January 12, 2013
If the president spends as much as Congress has made available, and that sum falls short of what Congress has mandated be spent, he is not usurping legislative power. To the contrary, he is carrying out the will of Congress to the best of his ability.
The president would be obliged to comply with any laws governing which expenditures take priority under such circumstances, including the 14th Amendment’s mandate that servicing of existing debt is at the very top of the list. But in the absence of such laws, it seems reasonable to assume the president would have administrative discretion. (An alternative would be for judges to decide, but they really aren’t supposed to make policy.)

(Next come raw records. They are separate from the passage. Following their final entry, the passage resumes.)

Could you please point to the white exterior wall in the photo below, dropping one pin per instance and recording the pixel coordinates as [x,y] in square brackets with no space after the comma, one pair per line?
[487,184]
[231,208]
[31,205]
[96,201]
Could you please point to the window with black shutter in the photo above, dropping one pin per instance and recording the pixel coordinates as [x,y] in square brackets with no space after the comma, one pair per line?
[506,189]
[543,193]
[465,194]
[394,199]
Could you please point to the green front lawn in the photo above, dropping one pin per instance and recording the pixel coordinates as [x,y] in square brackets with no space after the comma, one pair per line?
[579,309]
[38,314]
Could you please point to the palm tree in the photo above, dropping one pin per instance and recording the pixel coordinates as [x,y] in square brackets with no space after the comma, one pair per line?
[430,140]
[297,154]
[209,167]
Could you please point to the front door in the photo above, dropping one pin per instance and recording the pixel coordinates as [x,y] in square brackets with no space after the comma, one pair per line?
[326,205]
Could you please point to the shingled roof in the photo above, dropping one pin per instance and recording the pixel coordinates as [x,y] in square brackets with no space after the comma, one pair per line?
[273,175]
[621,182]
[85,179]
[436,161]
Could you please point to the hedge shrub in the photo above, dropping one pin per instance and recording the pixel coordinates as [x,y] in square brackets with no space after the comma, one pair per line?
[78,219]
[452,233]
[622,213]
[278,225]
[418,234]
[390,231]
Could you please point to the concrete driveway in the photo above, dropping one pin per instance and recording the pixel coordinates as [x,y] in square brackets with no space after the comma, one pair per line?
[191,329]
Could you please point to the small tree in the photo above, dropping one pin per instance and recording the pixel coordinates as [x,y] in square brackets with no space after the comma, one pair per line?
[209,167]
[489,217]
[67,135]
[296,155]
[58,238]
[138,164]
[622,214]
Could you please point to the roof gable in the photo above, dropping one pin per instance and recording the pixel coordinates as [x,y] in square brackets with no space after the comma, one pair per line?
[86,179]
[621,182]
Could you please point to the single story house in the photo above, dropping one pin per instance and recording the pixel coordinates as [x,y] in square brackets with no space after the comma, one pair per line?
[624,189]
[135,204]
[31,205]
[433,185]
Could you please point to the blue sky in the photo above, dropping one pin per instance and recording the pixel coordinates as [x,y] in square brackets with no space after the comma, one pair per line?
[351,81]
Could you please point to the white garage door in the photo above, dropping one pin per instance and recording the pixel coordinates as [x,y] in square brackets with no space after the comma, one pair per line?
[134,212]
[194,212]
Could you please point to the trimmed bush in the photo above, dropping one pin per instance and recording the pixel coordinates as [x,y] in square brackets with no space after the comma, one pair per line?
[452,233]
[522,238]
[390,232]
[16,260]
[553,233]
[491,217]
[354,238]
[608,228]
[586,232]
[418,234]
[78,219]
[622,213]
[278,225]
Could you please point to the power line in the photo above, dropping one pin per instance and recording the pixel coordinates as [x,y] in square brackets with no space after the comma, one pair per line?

By contrast, if the president were to raise taxes or borrow money without congressional authorization, that would be a direct usurpation of legislative authority. Because of that, the Buchanan-Dorf proposal would be impracticable as well.
The duo want Obama to issue bonds without legal authorization. But without legal authorization, that debt would not be legally binding. Investors who bought such bonds would have no assurance of being paid back.
The U.S. is able to borrow money cheaply because of the 14th Amendment’s ironclad guarantee of repayment. U.S. bonds are the safest investment going because they will pay their promised rate of return barring a complete financial or constitutional collapse. Since the legally unauthorized Obama bonds would lack that guarantee, investors would demand a significant risk premium, assuming they were willing to buy the debt at all.
Plus, like the trillion-dollar-coin idea, it bespeaks an unseriousness about the whole thing that is unlike to instill confidence.